We can formalize this by defining a class C[Predict], as a class of elaborations on Predict. For example, we can consider the class of all strategies that humans could implement if they were able to consult with Predict, or the class of all linear predictors that use Predict’s outputs as an additional feature. By saying that Predict is a better predictor than anything from this class, we can express the idea that it’s not doing anything really dumb.

This is an unsatisfying approach, to say the least.


Consider an agent that plays the following game: in each round it is given an input x ∈ X, then provides an output y = ∈ Y, then is told a function f X × Y → [0,1] and receives a payoff f (x, y).

When we actually apply such a system, the payoff f may be causally related to the agent’s choice y. For example, a human user may provide a map f that scores each possible action by the agent. In the meantime the agent’s actiony might have affected the world, and perhaps also affected the user’s judgments.

The agent might play this game in two ways:

  1. It predicts what the function f will be, and chooses the action y maximizing E[_f_(_x, y_)].
  2. For each action y, it predicts what the function f will be if it takes action y. The agent chooses the action maximizing E[_f(x, y) |the agent did _y_]. If the agent has a causal model of the world, it could also use a causal intervention E[_f(x, y)_|do(_y_)].

Doing well according to [1] and doing well according to [2] are different guarantees. We can express each of them as an online guarantee:

  1. For any fixed sequence of inputs x and functions f, the agent performs almost as well as the best algorithm in the comparison class.
  2. For any fixed sequence of points x and mappings from y to f, the agent performs almost as well as the best algorithm in the comparison class.

These guarantees are achieved by different algorithms, have different difficulties (typically, guarantees like #1 are easier to obtain), and may be useful in different applications (guarantees like #1 seem more useful for AI control). We just need to be clear about which one we are assuming.

In more complex situations there may be more possibilities.

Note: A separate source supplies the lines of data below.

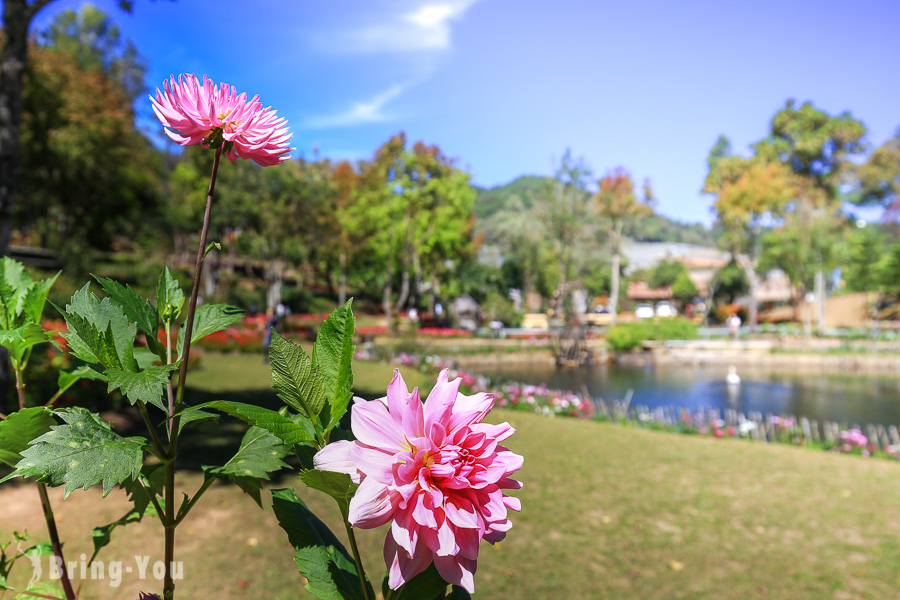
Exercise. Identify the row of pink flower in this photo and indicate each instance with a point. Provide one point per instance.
(444, 332)
(850, 441)
(546, 401)
(533, 398)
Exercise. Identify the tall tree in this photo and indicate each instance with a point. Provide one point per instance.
(564, 211)
(819, 150)
(420, 205)
(17, 18)
(87, 174)
(748, 193)
(618, 206)
(877, 180)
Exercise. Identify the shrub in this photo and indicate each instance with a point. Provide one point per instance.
(629, 336)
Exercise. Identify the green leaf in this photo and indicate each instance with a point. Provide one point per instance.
(146, 358)
(36, 298)
(298, 382)
(458, 593)
(260, 454)
(333, 355)
(14, 285)
(328, 568)
(46, 589)
(17, 431)
(137, 309)
(427, 584)
(99, 332)
(81, 453)
(69, 378)
(153, 477)
(19, 340)
(337, 485)
(192, 416)
(147, 386)
(283, 427)
(208, 319)
(169, 297)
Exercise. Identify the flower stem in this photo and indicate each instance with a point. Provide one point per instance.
(184, 511)
(20, 386)
(156, 441)
(54, 541)
(45, 504)
(359, 568)
(174, 411)
(169, 362)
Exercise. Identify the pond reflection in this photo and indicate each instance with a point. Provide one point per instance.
(840, 398)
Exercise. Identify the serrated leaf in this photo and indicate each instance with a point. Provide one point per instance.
(251, 486)
(15, 282)
(146, 358)
(19, 340)
(260, 454)
(99, 331)
(46, 589)
(152, 477)
(169, 297)
(19, 428)
(136, 309)
(330, 571)
(36, 298)
(427, 584)
(337, 485)
(298, 382)
(192, 416)
(208, 319)
(81, 453)
(147, 386)
(69, 378)
(284, 428)
(333, 355)
(458, 593)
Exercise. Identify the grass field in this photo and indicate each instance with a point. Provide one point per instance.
(608, 512)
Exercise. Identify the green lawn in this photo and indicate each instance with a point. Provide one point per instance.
(608, 512)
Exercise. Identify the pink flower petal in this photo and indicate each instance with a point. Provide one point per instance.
(373, 425)
(457, 570)
(402, 567)
(371, 505)
(336, 457)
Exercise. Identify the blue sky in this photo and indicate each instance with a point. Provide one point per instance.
(505, 86)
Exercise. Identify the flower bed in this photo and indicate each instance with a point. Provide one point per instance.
(542, 400)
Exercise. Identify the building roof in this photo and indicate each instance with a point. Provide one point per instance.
(639, 290)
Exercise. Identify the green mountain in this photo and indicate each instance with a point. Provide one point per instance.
(656, 228)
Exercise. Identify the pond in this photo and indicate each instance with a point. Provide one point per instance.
(840, 398)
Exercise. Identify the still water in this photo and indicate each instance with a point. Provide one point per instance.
(843, 399)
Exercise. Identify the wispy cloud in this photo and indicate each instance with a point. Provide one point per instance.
(418, 27)
(359, 113)
(417, 33)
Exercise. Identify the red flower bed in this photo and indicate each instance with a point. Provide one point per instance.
(444, 332)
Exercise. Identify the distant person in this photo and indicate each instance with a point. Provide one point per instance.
(734, 325)
(272, 322)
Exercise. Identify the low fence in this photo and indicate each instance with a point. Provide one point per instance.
(754, 425)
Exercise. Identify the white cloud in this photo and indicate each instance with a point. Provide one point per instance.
(360, 113)
(423, 27)
(419, 30)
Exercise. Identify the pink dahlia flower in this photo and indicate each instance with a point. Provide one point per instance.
(435, 471)
(195, 113)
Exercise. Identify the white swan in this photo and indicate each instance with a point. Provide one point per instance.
(732, 378)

A precise statement of the online guarantee will necessarily be completely unambiguous, however.

A note on transfer learning

Many approaches to AI control rest on a form of transfer learning.

For example, suppose that I have a proposal for AI control that requires a powerful question-answering system, e.g. this one. This system requires the question-answerer to answer questions to which we don’t know the answer.

I could try to create a question-answering system using a predictor, by giving the predictor a bunch of pairs of the form (Question, Answer).

But if we do this, we are training the predictor only with questions to which we know the answer, and then expecting it to perform well on questions where we don’t know the answer.

It seem plausible that this would work. But I don’t think you’ll be able to state any sufficient property of the predictor, without making some unappealing assumptions.

The basic problem is that there are many models that the predictor could learn in order to predict your (Question, Answer) pairs. And you need to know that the predictor is going to choose the “right” one — without being able to really say what the right one is. For example, Solomonoff induction may well learn your answer, rather than the “correct” answer (and there many other “failure” modes).

Overall, I am somewhat skeptical about proposals that rest on this kind of transfer learning, because they often make implicit and assumptions about what kind of generalization is the “right” one. I don’t think that the kinds of AI we actually build respects these assumptions very reliably, or at all.

Moreover, if you can’t ever generate the training data that would distinguish the “right” answer from your answer, then by the same token you can’t test whether the learner is doing the right thing — if you can test something, you can train it (at least a bit).

Note that semi-supervised learning is also very similar to transfer learning — the data from one task can be used to help learn how to solve another task, reducing the amount of feedback needed to find a good approach to the new task. But “reducing the amount of feedback needed” is quite different from “eliminating the need for feedback altogether.”